Oramo will be great for the capital, if we treat him as an internationalist
I had the best ever tour of Helsinki in September courtesy of Sakari Oramo. He seized the microphone as our minibus edged slowly down a traffic-jammed Mannerheimintie and delivered a cavalcade of beautifully timed tongue-in-cheek observations on his home city – its citizens, architecture, and profusion of powerful Swedish speakers (the latter a traditional gripe, here aimed squarely at composer Sebastian Fagerlund who was on the seat in front of me).
That day I noticed for the first time that ‘twinkling smile’ Fiona Maddocks referred to in yesterday’s Guardian. Oramo is really quite enchanting – on the podium and off it. Wedded to his acute conducting technique is a teddy-bear-like physical persona. He wears his intellect with gregarious lightness but never seems anything less than utterly serious – one reason he’s so engaging a wit.
For Oramo fans like me, it seems bizarre that he’s had to wait until November to make his debut with a London orchestra. I was at that concert at the Barbican – not realising its significance – and it was a decidedly mixed affair. Oramo and his wife Anu Komsi shone in songs by Kaija Saariaho, and the maestro had the BBC Symphony Orchestra lunging and reeling in Bax’s Tintagel.
But the performance of Sibelius’s Third Symphony was a dud. The orchestra sounded completely wrong-footed by classic Sibelius figurations: the cross-hatching arpeggios and patiently stepping pedal notes. From where I sat, there was no understanding of the musical ‘river’ – that useful Sibelian metaphor which dictates that tempi and momentum are all connected, as tributaries to a greater meta-flow akin to the structural river the composer often talked about.
Oramo did his best.

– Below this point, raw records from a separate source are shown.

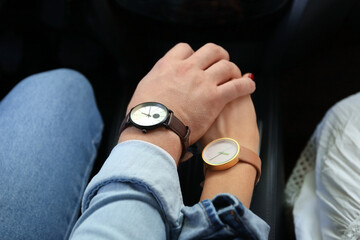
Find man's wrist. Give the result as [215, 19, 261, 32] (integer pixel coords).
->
[119, 126, 182, 165]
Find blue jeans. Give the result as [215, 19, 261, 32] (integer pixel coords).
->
[0, 69, 103, 239]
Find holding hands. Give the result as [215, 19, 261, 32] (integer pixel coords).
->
[128, 43, 255, 144]
[119, 43, 258, 167]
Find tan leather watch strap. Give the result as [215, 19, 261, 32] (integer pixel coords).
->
[238, 145, 261, 184]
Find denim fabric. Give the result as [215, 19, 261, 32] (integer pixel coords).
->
[0, 69, 103, 239]
[70, 141, 270, 240]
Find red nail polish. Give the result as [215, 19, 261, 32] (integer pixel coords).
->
[248, 73, 254, 81]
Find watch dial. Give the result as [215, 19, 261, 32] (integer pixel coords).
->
[130, 103, 168, 127]
[203, 138, 239, 165]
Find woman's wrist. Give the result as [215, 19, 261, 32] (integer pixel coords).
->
[201, 162, 257, 207]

He’s a distinguished Sibelian whose symphony cycle with the CBSO was reissued by Warner only this week; on listening, it still sounds so strong in those very facets of pace and structure. He conducted a scintillatingly ‘new’ Kullervo with the Finnish Radio Symphony Orchestra on Independence Day in December. But a good number of orchestras just don’t get Sibelius and I’d wager that the current BBC Symphony is one of them.
So let’s leave Sibelius behind. After all, Oramo’s compatriot John Storgårds will be refreshing the symphonies with the BBC Philharmonic from next season. And there are numerous other ways Oramo could enliven the sometimes docile ‘works band’, as the BBC SO is sometimes known. There’s his brilliant way with Russian music; his probing interest in post-Romantic British works; his rare understanding of orchestral Nielsen (as witness last summer’s Proms); and his championing of living composers (not least the aforementioned Fagerlund). How much Austrian, German, French, Spanish and American music could he treat us to with his sharp stick technique and adeptness for taut orchestral drilling? If I hear anything of a Sibelius cycle, though, I’ll emit a loud and pessimistic groan.
What we surely will get from Oramo are some suave shirts and three-piece suits, plenty of wry humour, and a fantastic communicative manner – itself a fine advert for orchestral music which loses nothing in the maestro’s nuanced English. And given his lack of presence in London, perhaps we should offer him a short bus-tour of a traffic-locked EC1. It’s the least we could do. On behalf of all the capital’s music lovers, welcome to London, Sakari – Tervetuloa Lontooseen!
Andrew Mellor is Reviews Editor at Gramophone magazine and writes widely for orchestras, opera companies, periodicals and websites in the UK and Scandinavia.